The Corrections is almost a "sprawling" novel but not quite. It covers the travails of the Lambert family, based in the midwest: There's Alfred and Enid, Al a retired railroad worker in the throes of Parkinsons and dementia, Enid a homemaker, and their three children: Gary (in Pittsburgh with a wife and three kids), Chip (a recently fired professor) and Denise (a famous chef). The book skips around chronologically, but in a completely coherent fashion, and Franzen's social critiques are in plain sight for even the most casual of readers to ferret out, even as he couches them in a deeper philosophical meaning.
Whatever that means.
Basically, Enid is trying to put together "one last Christmas" at the old homestead where everyone grew up, in St. Jude, Ohio (St. Jude, by the way, is the patron saint of hopeless causes. I learned that in The Atlantic Monthly writeup on the book). Before embarking on a "pleasure cruise" which Enid is determined to enjoy, come hell or high water, she and Alfred stop to visit Chip in New York, where he's been writing a screenplay. Chip, unfortunately, has to run out the door to rescue his screenplay from the agency because of flaws he's aware of only too late. Denise shows up and winds up cooking lunch for everyone, but unbeknownst to her family, she's preoccupied with a sexual/romantic trist of a complexity even the Victorians couldn't have cooked up. Enid suspects she's involved with a married man. Gary, meanwhile, is back in Pittsburgh, fighting a losing battle with depression and another losing battle with his family over a) whether or not they can return to St. Jude (a place his wife Caroline and 2/3 kids rank slightly below the Seventh Circle of Hell) and b) whether or not he (Gary) is chronically depressed.

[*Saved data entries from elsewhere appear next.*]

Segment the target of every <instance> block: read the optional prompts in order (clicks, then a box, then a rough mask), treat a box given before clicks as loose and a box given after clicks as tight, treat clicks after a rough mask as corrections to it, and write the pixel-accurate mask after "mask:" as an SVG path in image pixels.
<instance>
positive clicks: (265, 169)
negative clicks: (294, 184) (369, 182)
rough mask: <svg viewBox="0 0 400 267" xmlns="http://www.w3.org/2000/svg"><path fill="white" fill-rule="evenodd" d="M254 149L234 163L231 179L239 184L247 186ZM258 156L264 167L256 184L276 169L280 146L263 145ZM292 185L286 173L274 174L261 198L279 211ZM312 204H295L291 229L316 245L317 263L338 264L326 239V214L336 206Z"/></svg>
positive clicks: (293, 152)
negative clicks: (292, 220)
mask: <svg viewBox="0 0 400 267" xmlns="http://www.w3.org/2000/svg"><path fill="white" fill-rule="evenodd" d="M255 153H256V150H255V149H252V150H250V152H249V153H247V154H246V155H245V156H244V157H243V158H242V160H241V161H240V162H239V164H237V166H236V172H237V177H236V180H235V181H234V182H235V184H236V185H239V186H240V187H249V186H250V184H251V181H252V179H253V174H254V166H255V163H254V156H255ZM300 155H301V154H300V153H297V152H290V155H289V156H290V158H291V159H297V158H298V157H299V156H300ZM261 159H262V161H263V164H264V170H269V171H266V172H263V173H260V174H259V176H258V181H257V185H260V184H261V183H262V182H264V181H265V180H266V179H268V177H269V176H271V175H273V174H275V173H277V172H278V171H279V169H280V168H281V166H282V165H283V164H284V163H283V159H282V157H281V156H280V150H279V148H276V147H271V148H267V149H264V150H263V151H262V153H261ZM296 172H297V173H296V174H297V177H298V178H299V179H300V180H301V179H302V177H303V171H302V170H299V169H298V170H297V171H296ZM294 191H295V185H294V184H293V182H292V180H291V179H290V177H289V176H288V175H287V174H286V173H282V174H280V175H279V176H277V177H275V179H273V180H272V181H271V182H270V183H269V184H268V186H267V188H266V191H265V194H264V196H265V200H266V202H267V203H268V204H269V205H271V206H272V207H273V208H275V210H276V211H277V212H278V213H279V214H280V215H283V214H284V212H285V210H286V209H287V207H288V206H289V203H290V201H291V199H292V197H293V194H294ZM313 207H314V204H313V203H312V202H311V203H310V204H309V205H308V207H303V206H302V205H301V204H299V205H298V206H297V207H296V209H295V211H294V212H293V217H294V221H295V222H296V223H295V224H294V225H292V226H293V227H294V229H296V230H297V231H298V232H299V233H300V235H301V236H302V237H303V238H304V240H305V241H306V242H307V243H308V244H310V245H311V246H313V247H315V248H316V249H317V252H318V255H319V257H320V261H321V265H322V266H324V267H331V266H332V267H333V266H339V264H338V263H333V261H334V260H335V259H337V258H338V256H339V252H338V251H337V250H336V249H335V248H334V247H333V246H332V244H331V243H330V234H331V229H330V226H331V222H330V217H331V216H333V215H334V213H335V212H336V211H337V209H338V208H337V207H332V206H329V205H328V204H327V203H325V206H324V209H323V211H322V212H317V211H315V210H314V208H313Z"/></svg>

"Okay, fine. Why the hell should I read this damned book?"
I'm not exactly a professional book reviewer, and even if I were, this is hardly the place to write up what I got out of the text in the way of symbolism, thematism and historicisim (there's a ton there, though--the book would have been composed during the dot-com explosion of 2000, despite the eight year interval between its publication and Franzen's last novel). I will say, though, that while it definitely qualifies as a "deep read," it's still a relaxed read. They're characters you can know and understand. They're settings you know, even if you've never set foot in New York, Lithuania, or the Midwest in your life. They're issues that, while you may not have gone through them yourself literally, you still know. And the novel has a conclusion that is not without ambiguity, which is something I absolutely love about fiction. It causes you to think. It may cause you to debate. And you can form your own opinion (something Michael Moore critics, for example, seem to think the American public has forgotten how to do--hint hint? I'm talking to you, Tso) about the merits of that ending.
In short, it qualifies as literary fiction with a broad market appeal. Probably just what Franzen had in mind (see his essay "Mr. Difficult" in How to be alone for clarification).
Go read the book. You won't be disappointed. And your TV and stereo will never be quieter while you do.